All that my recipe require was whole milk (yum), heavy whipping cream (more yum), salt and vinegar. Combine the milk and h.w.c and heat until just before boiling, where you see frothing and steaming and general good things occuring. Per the white expanse of a photo below. milkricotta

Next to do is add vinegar and stir for 30 seconds. Twas amazing to see the milk start to curdle almost immediately; at this point I could imagine the tenderest of curds that I would soon be pressing. Next comes the salt and stirring for 30 seconds. After these two steps, we respect the fermentation process and let our volatile new compound rest for 2 hours, covered with a nice cloth towel to let the curds sweat in peace. Then buhbam we spoon the curds with a slotted spoon into a colander draped with cheese cloth, wrap up our curds, and squinch the top with a rubber band. per the picture below.

ricotta blossom

SSSSLIKE wow how did 2 quarts of milk and a cup of h.w.c turn into a cute as a button blob of curd the size of my two fists? And the answer is of course cheesemaking magic. I let the ricotta bulb rest for another 30 minutes, interspersed with systematic squeezing and pressing to rid the booble of whey. After this 2.5 hours of relatively no work, we ended up with a creamy, light-as-heaven, stunningly pure looking, moist (not soggy) ricotta that I bet you can’t find in the stores.

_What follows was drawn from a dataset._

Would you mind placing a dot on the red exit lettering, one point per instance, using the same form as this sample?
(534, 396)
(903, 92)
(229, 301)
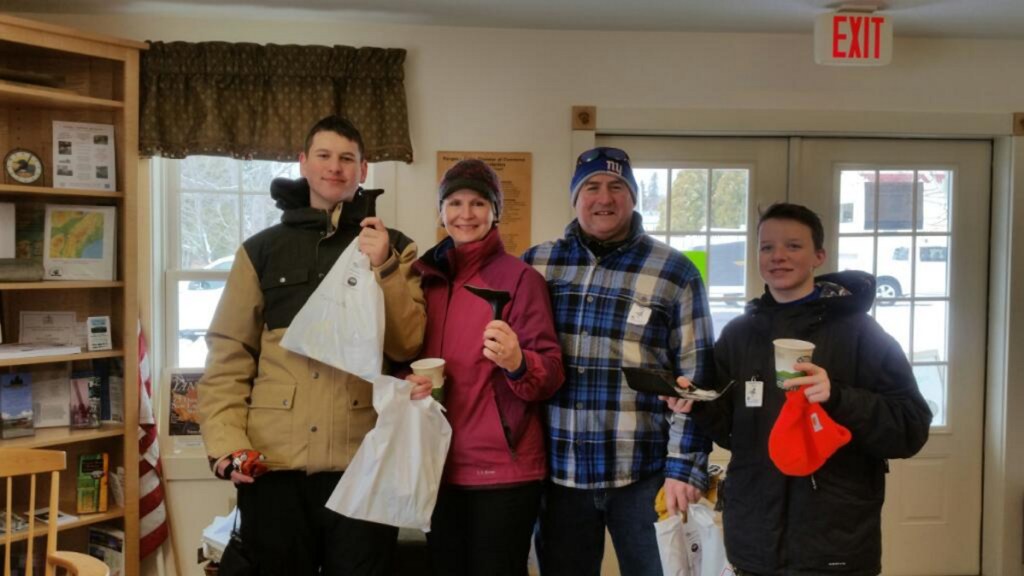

Like so white! I pressed so good you can still see the cheese cloth crease lines on the outside. The curds range from like 1.5 millimeters to 4 millimeters in diameter and spread delicately throughout the mouth. I ate mine on toasted whole wheat bread (wanted to take a picture but it looked like a mess haha) and that was divine, and also on top of a broiled tomato and also with a salmon filet and that was a.o.k. Case in point, ricotta is NOT a side dish and it is the mildest, sweetest diva you’ll ever want to put in your mouth. Another fun thing about cheesemaking is that at the end, you have like way too much whey! “What can I do with this whey??”  you think – and then I tell you like anything you would do with regz milk. I set some aside for a pork marinade tomorrow, mixed some powdered drink mix into the whey for a refreshing afternoon sip, and made a red peppa soup with the whey as a base instead of just boring old water. Unfortch most other cheeses take muuuush longer to make than ricotta so there will be more of a patient waiting process for prets much anything else I concoct but never mind, let the cheese MAKING begin! Also Happy Cheese day to everyone yesterday but really why not make it Happy Cheese day everday amirite??

If you are interested in making your own ricotta, here is the recipe: http://www.foodandwine.com/recipes/creamy-ricotta
Many thanks to Maria Helm Sinskey and Food & Wine because duhhhh

Hometown America

This weekend passed in a blur of hugs, iced tea, various meat entrées, coffee iterations, long-lost friends, farmer’s markets, and good old portland charm. The sun came out, chalk-drawings were on the menu for saturday night, and late-night eggs-in-a-nest was definitely a thing. Best part of the weekend: I found a job at a local creamery! I shall be representing a small, fledgling chèvre-based creamery that has some wildly pure products. My favorite was just the baseline chèvre (fresh, tangy, spreadable, unassuming like ricotta but significant like pecorino-romano) dipped in salted caramel…. Talk about decadence like omg. Immediately the idea of an ice cream flavor of goat cheese and caramel came to my mind and to my greatest delight it already exists! Salt & Straw, a portland ice cream boutique (so silly/so good) does a version using the chèvre from the new creamery! Anyway portland is as happy, grassroots, and welcoming as ever and it shall be an amazing year.